Diabetes is a major factor in disease rates and mortality. Chronic elevated blood sugar levels cause the following complications that make the body debilitate: renal disease, often requiring dialysis or kidney transplantation; peripheral neuropathy; retinopathy leading to blindness; ulcers of the legs and feet resulting in amputation; fatty liver disease that sometimes develops into cirrhosis; and onset of coronary artery disease and myocardial infarction.
There are two main types of diabetes. Type I, or insulin-dependent diabetes mellitus (IDDM), is caused by autoimmune destruction of insulin-producing beta cells of the pancreatic islets. The disease usually occurs in infancy or puberty. Treatment of the disease consists mainly of injecting insulin several times a day. In order to control the dose of insulin, the blood glucose level is tested several times because excess insulin causes hypoglycemia and results in damage to the brain or other functions.
Type II, or noninsulin-dependent diabetes mellitus (NIDDM), typically develops in adults. NIDDM is associated with glucose-using tissues such as adipose tissue, muscle and liver being resistant to the action of insulin. Initially, pancreatic islet beta cells compensate by releasing excess insulin. The ultimate islet β cell failure results in decompensation and chronic hyperglycemia. Conversely, a moderate islet β cell failure may precede or coincide with peripheral insulin resistance. There are several classes of drugs useful in the treatment of NIDDM: 1) an insulin secretagogue that directly stimulates insulin secretion, but at risk of causing hypoglycemia; 2) a dietary insulin secretagogue that enhances glucose-induced insulin secretion but must be ingested before every meal; 3) biguanide including metformin, which inhibits hepatic glucose uptake (which is greatly elevated in diabetes); 4) insulin sensitizers such as thiazolidinedione derivatives rosiglitazone and pioglitazone, which improve peripheral responsiveness to insulin but have side effects such as weight gain, edema and hepatotoxicity; 5) Insulin injection, often required at the end of NIDDM, when islet β cell is failure under chronic hyperstimulation.
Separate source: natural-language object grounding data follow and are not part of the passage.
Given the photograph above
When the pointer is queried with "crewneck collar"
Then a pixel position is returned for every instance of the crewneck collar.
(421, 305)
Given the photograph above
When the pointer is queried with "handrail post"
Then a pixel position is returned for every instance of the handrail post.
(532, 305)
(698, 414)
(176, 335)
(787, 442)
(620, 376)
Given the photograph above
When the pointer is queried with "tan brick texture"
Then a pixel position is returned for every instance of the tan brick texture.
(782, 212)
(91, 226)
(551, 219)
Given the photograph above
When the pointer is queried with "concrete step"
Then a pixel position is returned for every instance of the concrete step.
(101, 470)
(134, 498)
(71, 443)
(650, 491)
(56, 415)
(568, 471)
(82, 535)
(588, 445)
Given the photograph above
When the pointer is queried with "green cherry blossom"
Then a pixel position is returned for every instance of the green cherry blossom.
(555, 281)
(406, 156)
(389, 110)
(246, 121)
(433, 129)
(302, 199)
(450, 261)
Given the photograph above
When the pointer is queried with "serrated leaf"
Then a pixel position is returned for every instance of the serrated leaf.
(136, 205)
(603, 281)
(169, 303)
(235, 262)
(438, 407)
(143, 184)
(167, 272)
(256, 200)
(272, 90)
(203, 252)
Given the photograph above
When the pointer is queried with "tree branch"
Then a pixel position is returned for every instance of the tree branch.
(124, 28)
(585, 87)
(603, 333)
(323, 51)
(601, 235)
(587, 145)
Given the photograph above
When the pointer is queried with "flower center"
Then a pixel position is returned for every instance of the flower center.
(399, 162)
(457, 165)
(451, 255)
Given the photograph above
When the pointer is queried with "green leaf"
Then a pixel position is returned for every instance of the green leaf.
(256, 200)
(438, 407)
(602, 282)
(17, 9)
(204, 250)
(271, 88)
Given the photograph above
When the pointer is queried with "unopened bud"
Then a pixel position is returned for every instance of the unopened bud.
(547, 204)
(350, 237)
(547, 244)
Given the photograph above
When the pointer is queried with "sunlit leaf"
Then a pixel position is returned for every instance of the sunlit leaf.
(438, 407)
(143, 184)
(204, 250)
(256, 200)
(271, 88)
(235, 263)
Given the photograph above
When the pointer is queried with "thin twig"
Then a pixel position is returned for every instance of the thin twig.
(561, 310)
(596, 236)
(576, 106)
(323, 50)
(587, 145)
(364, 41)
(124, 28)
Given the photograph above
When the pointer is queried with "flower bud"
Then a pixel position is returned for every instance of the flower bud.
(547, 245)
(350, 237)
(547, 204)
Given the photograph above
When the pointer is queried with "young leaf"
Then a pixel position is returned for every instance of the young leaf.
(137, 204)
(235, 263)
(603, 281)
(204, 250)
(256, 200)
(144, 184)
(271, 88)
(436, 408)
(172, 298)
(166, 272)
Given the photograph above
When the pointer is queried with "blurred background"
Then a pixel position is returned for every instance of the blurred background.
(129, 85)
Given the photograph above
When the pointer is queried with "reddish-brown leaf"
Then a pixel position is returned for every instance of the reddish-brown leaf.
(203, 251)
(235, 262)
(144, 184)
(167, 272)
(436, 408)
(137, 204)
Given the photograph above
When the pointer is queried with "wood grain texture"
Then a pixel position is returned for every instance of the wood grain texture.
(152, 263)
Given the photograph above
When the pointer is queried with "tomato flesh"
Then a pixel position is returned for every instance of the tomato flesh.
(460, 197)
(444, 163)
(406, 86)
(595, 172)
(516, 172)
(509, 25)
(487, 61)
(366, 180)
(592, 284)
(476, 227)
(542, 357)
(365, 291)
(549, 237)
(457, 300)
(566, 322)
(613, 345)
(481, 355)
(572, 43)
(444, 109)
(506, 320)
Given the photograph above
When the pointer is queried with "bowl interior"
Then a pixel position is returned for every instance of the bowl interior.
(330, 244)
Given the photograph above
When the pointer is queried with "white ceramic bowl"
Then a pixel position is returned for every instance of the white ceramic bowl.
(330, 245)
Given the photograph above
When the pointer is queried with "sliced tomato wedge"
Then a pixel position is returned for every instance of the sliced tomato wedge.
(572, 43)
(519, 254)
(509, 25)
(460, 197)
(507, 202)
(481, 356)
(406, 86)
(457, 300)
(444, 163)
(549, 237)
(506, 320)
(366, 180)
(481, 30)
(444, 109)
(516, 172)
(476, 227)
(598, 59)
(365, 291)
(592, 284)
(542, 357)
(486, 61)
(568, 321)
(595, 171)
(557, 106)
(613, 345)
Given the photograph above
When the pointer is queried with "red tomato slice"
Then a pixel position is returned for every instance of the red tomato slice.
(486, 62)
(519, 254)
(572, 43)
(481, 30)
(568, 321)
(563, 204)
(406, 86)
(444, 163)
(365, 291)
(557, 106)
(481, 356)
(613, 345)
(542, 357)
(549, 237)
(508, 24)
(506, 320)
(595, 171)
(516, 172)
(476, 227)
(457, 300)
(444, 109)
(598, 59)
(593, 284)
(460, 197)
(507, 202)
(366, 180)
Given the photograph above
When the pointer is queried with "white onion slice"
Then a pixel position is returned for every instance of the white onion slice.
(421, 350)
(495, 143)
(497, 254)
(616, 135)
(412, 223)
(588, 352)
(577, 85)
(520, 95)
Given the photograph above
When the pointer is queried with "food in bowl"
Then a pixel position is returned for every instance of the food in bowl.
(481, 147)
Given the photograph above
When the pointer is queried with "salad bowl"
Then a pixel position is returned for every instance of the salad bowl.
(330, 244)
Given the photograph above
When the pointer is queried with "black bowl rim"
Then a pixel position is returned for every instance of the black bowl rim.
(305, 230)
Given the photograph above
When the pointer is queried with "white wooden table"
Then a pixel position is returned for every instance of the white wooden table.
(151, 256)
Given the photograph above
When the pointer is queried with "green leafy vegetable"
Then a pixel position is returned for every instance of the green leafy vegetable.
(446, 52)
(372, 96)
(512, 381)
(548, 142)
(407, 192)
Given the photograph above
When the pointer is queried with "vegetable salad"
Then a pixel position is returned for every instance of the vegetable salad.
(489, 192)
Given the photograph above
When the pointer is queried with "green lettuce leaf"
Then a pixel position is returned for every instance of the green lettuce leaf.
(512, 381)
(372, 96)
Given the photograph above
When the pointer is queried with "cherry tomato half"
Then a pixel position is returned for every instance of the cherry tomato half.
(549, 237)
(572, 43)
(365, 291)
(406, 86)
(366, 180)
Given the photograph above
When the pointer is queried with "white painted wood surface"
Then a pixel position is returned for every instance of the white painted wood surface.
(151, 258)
Insulin resistance also occurs without significant hyperglycemia and is commonly associated with atherosclerosis, obesity, hyperlipidemia and essential hypertension. The group of abnormal symptoms consists of “metabolic syndrome” or “insulin resistance syndrome”. Insulin resistance is also associated with fatty liver, which can develop into chronic inflammation (NASH: “nonalcoholic fatty liver”), fibrosis and cirrhosis. In conclusion, insulin resistance including diabetes is the basis for many of the major factors leading to disease rates and mortality in people over 40 years of age.
Despite the variety of drugs mentioned above, diabetes remains a serious public health problem. Therefore, it is necessary to develop a safe and effective therapeutic agent for diabetes and the fatty liver caused thereby.